Vladimir Sandulović

Personal information
- Full name: Vladimir Sandulović
- Date of birth: 18 May 1977 (age 49)
- Place of birth: Negotin, SFR Yugoslavia
- Height: 1.95 m (6 ft 5 in)
- Position: Centre-back

Senior career*
- Years: Team / Apps / (Gls)
- 1997–1998: Timok
- 1998–1999: OFK Beograd / 23 / (2)
- 2000: Stjarnan / 14 / (1)
- 2001–2002: Big Bull Bačinci / 6 / (0)
- 2002–2003: Timok / 45 / (2)
- 2004: Zemun / 15 / (0)
- 2005: Vorskla Poltava / 11 / (0)
- 2005–2006: Zemun / 11 / (1)
- 2006: Górnik Łęczna / 1 / (0)
- 2007: Național București / 6 / (0)
- 2008: Vasalund / 4 / (0)
- 2008–2009: Smederevo / 26 / (2)
- 2009–2010: Sevojno / 22 / (0)
- 2010–2014: Timok / 33 / (0)
- Total:  / 216 / (8)

Managerial career
- 2014–2017: Timok
- 2024–: Red Star Belgrade U-18

= Vladimir Sandulović =

Serbian footballer and manager

Vladimir Sandulović (Serbian Cyrillic: Владимир Сандуловић; born 18 May 1977) is a Serbian football manager and former player.

==Playing career==
A towering defender, Sandulović started his playing career with Timok, before transferring to OFK Beograd in the summer of 1998. He would go on to play professionally in Iceland (Stjarnan in 2000), Ukraine (Vorskla Poltava in 2005), Poland (Górnik Łęczna in 2006), Romania (Național București in 2007), and Sweden (Vasalunds IF in 2008), before moving back to his homeland.
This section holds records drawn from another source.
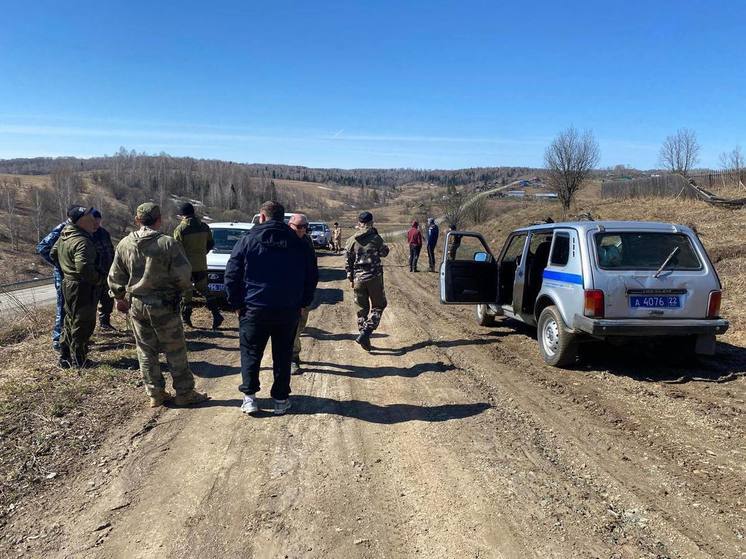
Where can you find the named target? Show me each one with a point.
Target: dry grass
(49, 417)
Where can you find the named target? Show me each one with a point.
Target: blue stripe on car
(562, 276)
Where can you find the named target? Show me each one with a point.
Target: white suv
(225, 235)
(590, 279)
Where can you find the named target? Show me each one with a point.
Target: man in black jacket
(269, 279)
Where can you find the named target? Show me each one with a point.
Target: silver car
(605, 280)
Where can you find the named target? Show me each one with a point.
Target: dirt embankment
(446, 440)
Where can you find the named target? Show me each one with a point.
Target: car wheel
(558, 346)
(484, 318)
After spending one year at both Smederevo (2008–09) and Sevojno (2009–10), Sandulović returned to Timok to finish his journeyman career.

==Managerial career==
Following his retirement as a player in the summer of 2014, Sandulović was appointed manager of his former club Timok. He led the team to a fifth-place finish in the Serbian League East in his first season as a manager.